This review of the July/August 2024 issue of Apollo. Preview and subscribe here.
To build might be considered a natural activity for royalty: to manifest majesty and to improve the fabric of the state. But how far were kings, queens, princes and princesses actually involved in the design of the buildings they commissioned? Royalty and Architecture offers a series of case studies in response to this question, examining rulers from the 17th century to the present day. Fourteen chapters, written by leading scholars in their fields, are arranged chronologically and take in the Papal States, France, Germany, Russia, Sweden, Poland and Great Britain. In light of historiographical shifts towards popular rather than elite subjects, histories of making and decolonisation, sceptics might question the need for further interrogation of the role of royalty, but the specific focus of this study provides fresh justification.

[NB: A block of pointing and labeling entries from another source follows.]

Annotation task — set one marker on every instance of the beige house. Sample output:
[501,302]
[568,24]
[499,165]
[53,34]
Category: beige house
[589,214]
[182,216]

John Goodall’s opening essay identifies magnificence as the key distinguishing feature of royal building projects. As Louis XIV wrote in the handbook of kingliness that he prepared for his son, the two ways in which a monarch could achieve gloire and secure his reputation for posterity were military success and building. Goodall underlines the importance of royal architecture for state occasions as the stage for ‘the performance of monarchy’. To illustrate his point, he offers a perceptive account of the architectural settings of Elizabeth II’s funeral in September 2022, demonstrating that the relationship between royalty and buildings is a contemporary as well as historical subject.

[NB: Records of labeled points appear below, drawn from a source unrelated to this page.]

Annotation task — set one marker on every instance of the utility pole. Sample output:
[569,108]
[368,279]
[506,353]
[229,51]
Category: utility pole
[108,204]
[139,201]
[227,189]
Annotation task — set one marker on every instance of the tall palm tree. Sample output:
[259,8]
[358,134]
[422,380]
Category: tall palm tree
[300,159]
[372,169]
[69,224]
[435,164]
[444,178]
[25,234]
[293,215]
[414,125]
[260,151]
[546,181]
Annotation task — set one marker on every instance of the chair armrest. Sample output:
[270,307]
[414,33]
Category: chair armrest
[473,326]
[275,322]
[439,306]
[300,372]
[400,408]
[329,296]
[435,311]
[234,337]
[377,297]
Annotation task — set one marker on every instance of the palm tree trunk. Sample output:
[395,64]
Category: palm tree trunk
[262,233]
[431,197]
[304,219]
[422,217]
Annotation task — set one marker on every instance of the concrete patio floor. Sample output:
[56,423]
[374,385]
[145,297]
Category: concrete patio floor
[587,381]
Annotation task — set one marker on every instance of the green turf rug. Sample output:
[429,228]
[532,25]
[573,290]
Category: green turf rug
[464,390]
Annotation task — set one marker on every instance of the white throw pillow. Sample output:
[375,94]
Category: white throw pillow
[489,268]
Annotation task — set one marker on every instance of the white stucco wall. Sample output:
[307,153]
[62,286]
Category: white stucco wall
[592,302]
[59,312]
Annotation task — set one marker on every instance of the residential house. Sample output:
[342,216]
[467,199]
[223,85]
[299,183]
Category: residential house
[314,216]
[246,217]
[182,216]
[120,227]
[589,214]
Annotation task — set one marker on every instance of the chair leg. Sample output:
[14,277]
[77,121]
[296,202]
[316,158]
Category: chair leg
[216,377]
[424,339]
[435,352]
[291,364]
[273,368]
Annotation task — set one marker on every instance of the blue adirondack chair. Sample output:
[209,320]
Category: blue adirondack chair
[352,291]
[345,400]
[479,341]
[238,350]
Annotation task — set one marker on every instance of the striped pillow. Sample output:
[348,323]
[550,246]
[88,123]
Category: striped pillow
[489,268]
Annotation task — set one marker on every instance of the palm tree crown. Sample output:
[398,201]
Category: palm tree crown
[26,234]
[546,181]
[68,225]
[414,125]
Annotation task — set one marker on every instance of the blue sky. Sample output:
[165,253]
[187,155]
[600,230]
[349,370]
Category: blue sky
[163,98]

Although the public presentation of monarchy is key to many of the buildings that are examined in this volume, the emphasis here is on their direct personal engagement with architectural matters. Elisabeth Kieven’s lively essay shows us Pope Alexander VII (the papacy was an elective monarchy) not only commissioning works to transform the Eternal City, but also drawing with Bernini, researching ancient porticos to inform the square at St Peter’s, and helping to set up the columns there with the aid of his telescope. Likewise, in Simon Thurley’s essay on the later Stuart monarchs in England, we find Charles II sketching designs for Whitehall on paper, requesting plans of the Louvre for comparison, expressing his vision for the rebuilding of London after the Great Fire and approving Christopher Wren’s designs for the new St Paul’s Cathedral. Although building projects were inherently self-aggrandising, many of the monarchs were motivated to seek public benefit, as evidenced in Barbara Arciszewska’s chapter on the campaign by King Stanislaw August Poniatowski to revive Poland through architecture.
The question of direct involvement and responsibility can, however, be a red herring; invariably, the quest to determine the agency of an individual underscores that architecture is and always has been a collaborative enterprise. An essay extracted by Clive Aslet from David Watkin’s The Architect King, published by the Royal Collection in 2004, illustrates this neatly: George III received ‘near-professional training’ in architecture from his tutor William Chambers on three days each week. In time, he commissioned Chambers himself, as well as James Stuart, Robert Adam and James Wyatt, and worked closely with them.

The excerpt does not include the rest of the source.